At several points in the history of Doctor Who, people who grew up watching the show and are fans have been given the opportunity to pen a script or two for the series. But none are quite as prominent (at least in fan circles) as Gaiman. Some of the stories penned by fans have been great (“Full Circle”) while others went woefully over the line into fan-fiction with too many continuity references and muddle storylines (“Attack of the Cybermen.”) Thankfully, “The Doctor’s Wife” is from the same school that gave us “Full Circle.”
Gaiman’s story pays homage to the roots of the show as well as examining the fundamental relationship at the heart of the series. Over the years, the one constant piece of the show has been the TARDIS and while certain abilities the time machine may or may not possess have changed from story to story, season to season, it’s still been one of the fundamental centers of the show. And yet, we’ve never really had an episode that really explored the nature of the relationship between the Doctor and his beloved time machine.
At least until now…
Gaiman equates the long relationship of these two travelers to that of a marriage and it works beautifully on every level. Lines about how the two chose each other to feel Gallifrey and see the universe were spot-on perfect as was the TARDIS’s jealousy over the long line of companions who have traveled over the years. The chemistry between Matt Smith and Suranne Jones as Idris/the TARDIS jumped off the screen.

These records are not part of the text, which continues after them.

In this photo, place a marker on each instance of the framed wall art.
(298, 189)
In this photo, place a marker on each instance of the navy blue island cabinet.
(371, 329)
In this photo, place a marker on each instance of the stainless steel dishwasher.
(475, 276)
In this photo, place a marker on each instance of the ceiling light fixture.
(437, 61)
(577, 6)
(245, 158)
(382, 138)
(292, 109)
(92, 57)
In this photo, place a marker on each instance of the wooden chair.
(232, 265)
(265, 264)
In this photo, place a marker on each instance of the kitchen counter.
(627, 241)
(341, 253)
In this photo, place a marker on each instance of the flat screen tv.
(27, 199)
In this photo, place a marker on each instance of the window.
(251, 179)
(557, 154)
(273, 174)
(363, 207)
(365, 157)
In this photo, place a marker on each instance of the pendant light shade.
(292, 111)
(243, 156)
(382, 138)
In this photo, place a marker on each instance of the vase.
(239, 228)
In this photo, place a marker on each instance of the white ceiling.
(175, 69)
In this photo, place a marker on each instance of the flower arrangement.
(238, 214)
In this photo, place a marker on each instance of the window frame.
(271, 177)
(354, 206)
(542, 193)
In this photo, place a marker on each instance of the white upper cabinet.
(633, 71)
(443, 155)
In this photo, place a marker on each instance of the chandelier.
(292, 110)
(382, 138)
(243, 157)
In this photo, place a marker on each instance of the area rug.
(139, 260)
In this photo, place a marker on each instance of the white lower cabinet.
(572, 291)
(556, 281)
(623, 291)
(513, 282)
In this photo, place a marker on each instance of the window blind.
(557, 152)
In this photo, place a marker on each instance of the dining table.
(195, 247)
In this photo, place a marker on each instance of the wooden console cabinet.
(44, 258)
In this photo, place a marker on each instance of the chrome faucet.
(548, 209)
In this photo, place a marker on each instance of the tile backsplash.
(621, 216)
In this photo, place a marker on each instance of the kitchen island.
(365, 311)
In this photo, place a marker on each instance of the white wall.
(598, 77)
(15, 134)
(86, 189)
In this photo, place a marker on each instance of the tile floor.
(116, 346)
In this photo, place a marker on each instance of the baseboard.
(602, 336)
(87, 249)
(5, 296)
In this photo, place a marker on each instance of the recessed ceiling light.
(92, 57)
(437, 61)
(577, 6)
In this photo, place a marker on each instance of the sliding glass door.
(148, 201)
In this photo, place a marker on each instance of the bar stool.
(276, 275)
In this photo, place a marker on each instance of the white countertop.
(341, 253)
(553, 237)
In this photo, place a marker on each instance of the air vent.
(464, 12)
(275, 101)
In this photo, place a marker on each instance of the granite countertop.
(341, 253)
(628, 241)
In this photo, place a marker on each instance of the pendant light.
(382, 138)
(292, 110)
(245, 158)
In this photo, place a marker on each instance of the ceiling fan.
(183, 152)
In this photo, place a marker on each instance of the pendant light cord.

Seeing the two working together to try and build a functional TARDIS console of the bits of destroyed TARDISes on House was delightful.
But where Gaiman’s script continued to deliver was in not just having the story be merely focused on the relationship of the Doctor and his TARDIS. Just as Rob Sherman did with “Dalek” a threat was created to keep the story momentum. In this case, it’s Amy and Rory trapped inside House as the TARDIS, participating in the Doctor Who Olympic sport of corridor running. Seeing House’s games he played with the two to try and keep them from reaching their ultimate goal and deciding whether or not to keep them alive kept the story moving and on the edge of your seat.
It’s one of those cases were the script gets every big thing and every little thing absolutely right and you end up with a story that is, in my mind, an instant classic.
It took six years for Neil Gaiman’s first Doctor Who script to see our screens. Hopefully if he’s got another idea half as good as this one, we won’t have to wait six more years to see it.